Belo-kiu-kiuni, qui régnait déjà pendant la grande guerre avec les abeilles, pendant la conquête des termitières du Sud, pendant la pacification des territoires à araignées, pendant la terrible guerre d'usure imposée par les guêpes du chêne, et depuis l'année dernière c'était elle qui coordonnait les efforts des cités pour résister à la pression aux frontières nord des fourmis naines. Belo-kiu-kiuni, qui bat des records de longévité.
Belo-kiu-kiuni, sa maman. Ce monument vivant est là, tout près de lui, comme autrefois. Sauf qu'elle est humidifiée et caressée par une vingtaine de jeunes ouvrières serviles, alors que jadis c'était lui, le 327e, qui la soignait de ses petites pattes encore malhabiles. La jeune plante Carnivore claque des mâchoires et Mère émet une petite plainte odorante, On ne savait pas d'où lui venait cette passion pour les fauves végétaux.
327e approche. Vue de près, Mère n'est pas très belle. Elle a le crâne allongé vers l'avant, garni de deux énormes yeux globuleux qui semblent regarder partout à la fois. Ses ocelles infrarouges sont resserrés au milieu du front. Ses antennes, en revanche, sont plantées de manière exagérément écartées. Elles sont très longues, très légères et vibrent par à-coups brefs qu'on devine parfaitement maîtrisés. Cela fait plusieurs jours que Belo-kiu-kiuni a quitté le grand sommeil et, depuis, elle n'a cessé de pondre.
Son abdomen, dix fois plus volumineux que la normale, est parcouru de spasmes continus. A l'instant même, elle lâche huit œufs maigrichons, gris clair aux reflets nacrés, la dernière génération de Belokaniens. Le futur tout rond et tout gluant s'échappe de ses entrailles pour rouler dans la pièce, immédiatement pris en charge par des nourrices.
Le jeune mâle reconnaît l'odeur de ces œufs. Ce sont des soldâtes stériles et des mâles. Il fait encore froid, et a glande à produire des «filles» ne s'est pas encore activée. Dès que la météo le permettra Mère pondra de chaque caste selon les besoins exacts de la Cité. Des ouvrières viendront lui dire que «ça manque de broyeuses de céréales ou d'artilleuses», et elle fournira à la demande. Il arrive aussi que Belo-kiu-kiuni sorte de sa loge et aille humer les couloirs. Elle a l'antenne assez fine pour détecter le moindre déficit au sein de elle ou telle caste. Elle complète sur-le-champ les effectifs. Mère accouche encore de cinq chétives unités, puis se tourne vers son visiteur. Elle le touche et le lèche.
Le contact avec la salive royale est toujours un moment extraordinaire. Cette salive est non seulement un désinfectant universel, mais aussi une véritable panacée guérissant toutes les blessures, sauf toutefois celles de l'intérieur de la tête. Si Belo-kiu-kiuni n'est pas à même de reconnaître personnellement un seul de ses innombrables petits, elle montre par cet exercice salivaire qu'elle a identifié ses odeurs. Il est sien.
Le dialogue antennaire peut commencer. Bienvenue dans le sexe de la Meute. Tu m'as quittée mais tu ne peux t'empêcher de revenir.

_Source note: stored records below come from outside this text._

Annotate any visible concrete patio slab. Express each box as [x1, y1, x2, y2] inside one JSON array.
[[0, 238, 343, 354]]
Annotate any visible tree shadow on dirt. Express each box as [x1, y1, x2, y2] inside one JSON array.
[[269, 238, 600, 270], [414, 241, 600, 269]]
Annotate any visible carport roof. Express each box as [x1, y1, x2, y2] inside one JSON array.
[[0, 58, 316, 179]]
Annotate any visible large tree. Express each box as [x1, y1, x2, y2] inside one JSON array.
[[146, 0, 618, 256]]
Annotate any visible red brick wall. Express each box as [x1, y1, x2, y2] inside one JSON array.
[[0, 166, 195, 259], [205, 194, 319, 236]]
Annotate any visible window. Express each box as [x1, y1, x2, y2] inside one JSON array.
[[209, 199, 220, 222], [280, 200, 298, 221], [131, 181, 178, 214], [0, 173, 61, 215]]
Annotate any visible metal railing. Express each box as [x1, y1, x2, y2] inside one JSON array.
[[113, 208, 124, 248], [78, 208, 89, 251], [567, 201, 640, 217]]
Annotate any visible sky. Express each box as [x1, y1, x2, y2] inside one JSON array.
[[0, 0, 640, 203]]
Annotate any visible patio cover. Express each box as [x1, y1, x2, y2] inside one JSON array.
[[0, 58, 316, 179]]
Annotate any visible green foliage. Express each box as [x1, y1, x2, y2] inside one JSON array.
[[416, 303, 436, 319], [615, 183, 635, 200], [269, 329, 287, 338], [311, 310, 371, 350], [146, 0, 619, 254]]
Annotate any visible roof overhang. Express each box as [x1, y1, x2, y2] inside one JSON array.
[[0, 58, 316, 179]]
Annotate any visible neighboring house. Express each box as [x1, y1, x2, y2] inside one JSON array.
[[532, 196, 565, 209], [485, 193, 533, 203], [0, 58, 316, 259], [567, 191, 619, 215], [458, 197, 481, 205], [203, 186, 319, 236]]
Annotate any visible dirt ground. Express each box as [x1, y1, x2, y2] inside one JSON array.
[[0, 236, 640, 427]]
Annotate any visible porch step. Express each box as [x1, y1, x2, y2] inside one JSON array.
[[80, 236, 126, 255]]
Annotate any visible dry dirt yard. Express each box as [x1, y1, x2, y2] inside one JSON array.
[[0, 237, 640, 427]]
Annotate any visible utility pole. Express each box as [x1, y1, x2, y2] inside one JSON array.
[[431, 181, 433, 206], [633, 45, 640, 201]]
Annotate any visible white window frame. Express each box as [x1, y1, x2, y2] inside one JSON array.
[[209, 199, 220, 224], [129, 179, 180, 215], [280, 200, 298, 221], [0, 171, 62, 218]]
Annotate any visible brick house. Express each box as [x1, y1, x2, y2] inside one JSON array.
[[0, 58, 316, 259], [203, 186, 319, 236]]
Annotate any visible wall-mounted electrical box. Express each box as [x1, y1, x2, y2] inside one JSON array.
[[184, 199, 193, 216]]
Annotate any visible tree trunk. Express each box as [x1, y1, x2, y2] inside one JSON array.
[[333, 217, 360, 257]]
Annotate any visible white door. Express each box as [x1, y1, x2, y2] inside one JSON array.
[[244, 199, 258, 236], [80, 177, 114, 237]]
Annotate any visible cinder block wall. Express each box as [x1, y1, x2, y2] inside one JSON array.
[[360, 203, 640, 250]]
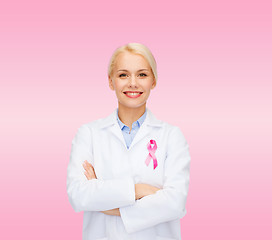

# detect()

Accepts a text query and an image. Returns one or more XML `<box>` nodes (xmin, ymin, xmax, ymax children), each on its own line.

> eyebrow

<box><xmin>117</xmin><ymin>68</ymin><xmax>148</xmax><ymax>72</ymax></box>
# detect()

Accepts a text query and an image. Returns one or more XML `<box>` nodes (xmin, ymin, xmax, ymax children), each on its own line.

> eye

<box><xmin>140</xmin><ymin>73</ymin><xmax>147</xmax><ymax>77</ymax></box>
<box><xmin>119</xmin><ymin>73</ymin><xmax>126</xmax><ymax>77</ymax></box>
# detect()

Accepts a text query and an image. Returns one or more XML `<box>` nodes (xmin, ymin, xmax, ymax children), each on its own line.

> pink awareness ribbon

<box><xmin>145</xmin><ymin>139</ymin><xmax>158</xmax><ymax>169</ymax></box>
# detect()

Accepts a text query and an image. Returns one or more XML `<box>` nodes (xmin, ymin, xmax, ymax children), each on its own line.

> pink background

<box><xmin>0</xmin><ymin>0</ymin><xmax>272</xmax><ymax>240</ymax></box>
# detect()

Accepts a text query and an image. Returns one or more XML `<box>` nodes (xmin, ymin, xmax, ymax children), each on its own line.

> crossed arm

<box><xmin>83</xmin><ymin>160</ymin><xmax>160</xmax><ymax>216</ymax></box>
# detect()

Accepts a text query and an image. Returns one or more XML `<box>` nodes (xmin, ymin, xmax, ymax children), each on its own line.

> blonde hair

<box><xmin>108</xmin><ymin>43</ymin><xmax>158</xmax><ymax>82</ymax></box>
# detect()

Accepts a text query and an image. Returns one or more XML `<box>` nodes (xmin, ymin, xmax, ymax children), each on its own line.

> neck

<box><xmin>118</xmin><ymin>103</ymin><xmax>146</xmax><ymax>129</ymax></box>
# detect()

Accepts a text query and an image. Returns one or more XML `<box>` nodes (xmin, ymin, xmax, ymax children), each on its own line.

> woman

<box><xmin>67</xmin><ymin>43</ymin><xmax>190</xmax><ymax>240</ymax></box>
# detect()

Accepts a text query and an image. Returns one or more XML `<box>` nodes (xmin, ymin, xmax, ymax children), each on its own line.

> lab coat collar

<box><xmin>100</xmin><ymin>108</ymin><xmax>163</xmax><ymax>128</ymax></box>
<box><xmin>100</xmin><ymin>108</ymin><xmax>163</xmax><ymax>149</ymax></box>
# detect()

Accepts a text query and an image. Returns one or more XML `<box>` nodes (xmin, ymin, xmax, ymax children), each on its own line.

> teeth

<box><xmin>126</xmin><ymin>92</ymin><xmax>140</xmax><ymax>96</ymax></box>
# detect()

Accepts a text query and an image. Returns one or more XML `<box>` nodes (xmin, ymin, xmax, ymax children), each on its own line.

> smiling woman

<box><xmin>67</xmin><ymin>43</ymin><xmax>191</xmax><ymax>240</ymax></box>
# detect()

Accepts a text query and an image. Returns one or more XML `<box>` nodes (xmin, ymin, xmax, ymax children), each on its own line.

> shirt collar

<box><xmin>117</xmin><ymin>108</ymin><xmax>147</xmax><ymax>129</ymax></box>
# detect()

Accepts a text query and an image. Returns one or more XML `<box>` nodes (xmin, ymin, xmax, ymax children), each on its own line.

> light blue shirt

<box><xmin>117</xmin><ymin>108</ymin><xmax>146</xmax><ymax>148</ymax></box>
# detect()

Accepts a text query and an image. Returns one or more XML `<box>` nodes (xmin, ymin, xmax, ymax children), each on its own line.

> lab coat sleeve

<box><xmin>119</xmin><ymin>126</ymin><xmax>191</xmax><ymax>233</ymax></box>
<box><xmin>66</xmin><ymin>124</ymin><xmax>135</xmax><ymax>212</ymax></box>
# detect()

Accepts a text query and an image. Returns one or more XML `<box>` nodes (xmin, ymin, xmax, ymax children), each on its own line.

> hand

<box><xmin>101</xmin><ymin>208</ymin><xmax>121</xmax><ymax>216</ymax></box>
<box><xmin>83</xmin><ymin>160</ymin><xmax>97</xmax><ymax>180</ymax></box>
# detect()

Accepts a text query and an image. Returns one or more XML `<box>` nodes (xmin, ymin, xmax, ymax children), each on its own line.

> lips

<box><xmin>124</xmin><ymin>91</ymin><xmax>143</xmax><ymax>98</ymax></box>
<box><xmin>124</xmin><ymin>91</ymin><xmax>143</xmax><ymax>94</ymax></box>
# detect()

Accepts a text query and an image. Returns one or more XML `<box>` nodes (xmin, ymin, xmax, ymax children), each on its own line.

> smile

<box><xmin>124</xmin><ymin>91</ymin><xmax>143</xmax><ymax>98</ymax></box>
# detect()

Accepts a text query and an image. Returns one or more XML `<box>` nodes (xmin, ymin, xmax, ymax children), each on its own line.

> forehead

<box><xmin>115</xmin><ymin>52</ymin><xmax>150</xmax><ymax>70</ymax></box>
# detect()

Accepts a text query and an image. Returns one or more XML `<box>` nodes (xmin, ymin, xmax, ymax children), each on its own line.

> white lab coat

<box><xmin>67</xmin><ymin>108</ymin><xmax>190</xmax><ymax>240</ymax></box>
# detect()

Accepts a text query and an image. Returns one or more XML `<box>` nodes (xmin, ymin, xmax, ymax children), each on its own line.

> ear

<box><xmin>108</xmin><ymin>76</ymin><xmax>114</xmax><ymax>90</ymax></box>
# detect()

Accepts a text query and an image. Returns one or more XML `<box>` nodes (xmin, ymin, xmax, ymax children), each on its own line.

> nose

<box><xmin>129</xmin><ymin>75</ymin><xmax>138</xmax><ymax>87</ymax></box>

Phrase rituelle d'une mère à ses enfants. L'ayant communiquée, elle hume les phéromones des onze segments, avec un flegme qui en impose au jeune 327e… Elle a déjà compris les raisons de sa visite… La première expédition envoyée dans l'Ouest a été complètement anéantie. Il y avait aux alentours de la catastrophe des odeurs de fourmis naines. Elles doivent probablement avoir découvert une arme secrète. Explorateur, il a été la patte. Sur place, il a été l'œil, De retour, il est le stimulus nerveux.
Certes. Seulement, le problème est qu'il n'arrive pas à stimuler la Meute. Ses effluves ne convainquent personne. Il estime qu'elle seule, Belo-kiu-kiuni, saura comment faire passer le message et donner l'alerte. Mère le hume avec une attention redoublée. Elle capte les moindres molécules volatiles de ses articulations et de ses pattes. Oui, il y a là traces de mort, et de mystère. Ce pourrait être la guerre… Et ce pourrait très bien ne pas l'être.
Elle lui signifie que de toute façon elle ne détient aucun pouvoir politique. Dans la Meute, les décisions se prennent par la concertation permanente, à travers la formation de groupes de travail axés sur des projets librement choisis. S'il n'est pas capable de générer l'un de ces centres nerveux, bref de monter un groupe, son expérience ne sert à rien. Elle ne peut même pas l'aider.